O rapaz logo o contestou, já sentado na cadeira do barbeiro: - Senhor, prefiro ser indivíduo jovem, e não ter espírito de velho vaidoso.
- Você não sabe o que fala, meu jovem. - alteou a voz o aniversariante,
mostrando sorriso de ironia e altivez. - Jovem não sabe o que fala.
Diz coisa sem pensar.
Na barbearia, pairou a nuvem da surpresa. Não sabíamos se o jovem iria ficar calado, ou se continuaria a enfrentar o idoso, que balançava molho de chaves na porta de saída. No entanto, antes de ele abrir a porta, o rapaz não se conteve. Pediu ao barbeiro pausa e o contrapôs: - Eu sei que há setentões com alma de jovem. Mas eu admiro jovens que possuem espírito de sábios.
- Que tenho a ver com isso, meu jovem. É sua opinião. Você quer ter
pinta de intelectual. Mas só sabe jogar palavra fora.
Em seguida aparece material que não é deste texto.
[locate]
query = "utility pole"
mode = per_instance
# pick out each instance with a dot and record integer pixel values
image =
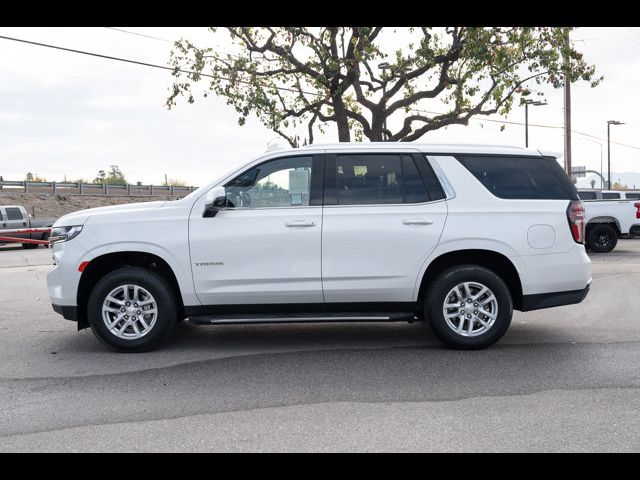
(567, 104)
(526, 118)
(609, 123)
- Senhor, eu não sei quem é nem de onde vem. Mas como o senhor há pobre
em espírito, a viver vida de adolescente, de superfluidade, de consumismo. Tem
vontade de fama, de dinheiro, de poder. Se torna ridículo pra sociedade. Agora,
jovem com espírito de adulto é rico em espírito. É prudente, educado, tem
princípios. Não é tolo nem se expõe ao povo com arroto de aparência, balançando molho de chaves pra se esnobar.
Sem saber o que falar para o jovem, o idoso abriu a porta de vidro da barbearia e bateu-a com força. Após sair, retornou e mandou, em voz alta, o jovem para a puta que o pariu. Ainda o chamou de menino que nem deixou de mijar nas calças. Atirou-lhe na cara que ele era um tolo metido a letrado. Diante dos presentes, esnobou-o: - Eu estou lendo um livro muito bom, garoto. É dum doutor que sabe o que diz. Você devia ler livro de autoajuda pra acalmar sua arrogância.
- Está vendo a prova, Ivan. - o jovem se dirigiu ao barbeiro. - Esse
senhor lê livro de comerciante de felicidade, mas que levam a leitores
angústia, incerteza, soberba. Deveriam era ler um que não foi escrito por
mentiroso: a Bíblia Sagrada.
- Bíblia, e deu a gargalhada o aniversariante. - Mais um evangélico,
decorador de Bíblia, enrolador de gente.
- Desculpe-me, senhor, sou católico. Leio a Bíblia para refletir a
palavra de Deus, eterna e imutável. Depois, medito as palavras e coloco-as em
prática.
O aniversariante ainda se esperneou, disse o que quis. O barbeiro, o
jovem e mais três fregueses não abriram a boca. Enraivecido com o silêncio de
todos, mais uma vez ele empurrou a porta de vidro com violência. Dirigiu-se
para sua camionetona, diante da barbearia e acelerou-a sem dó.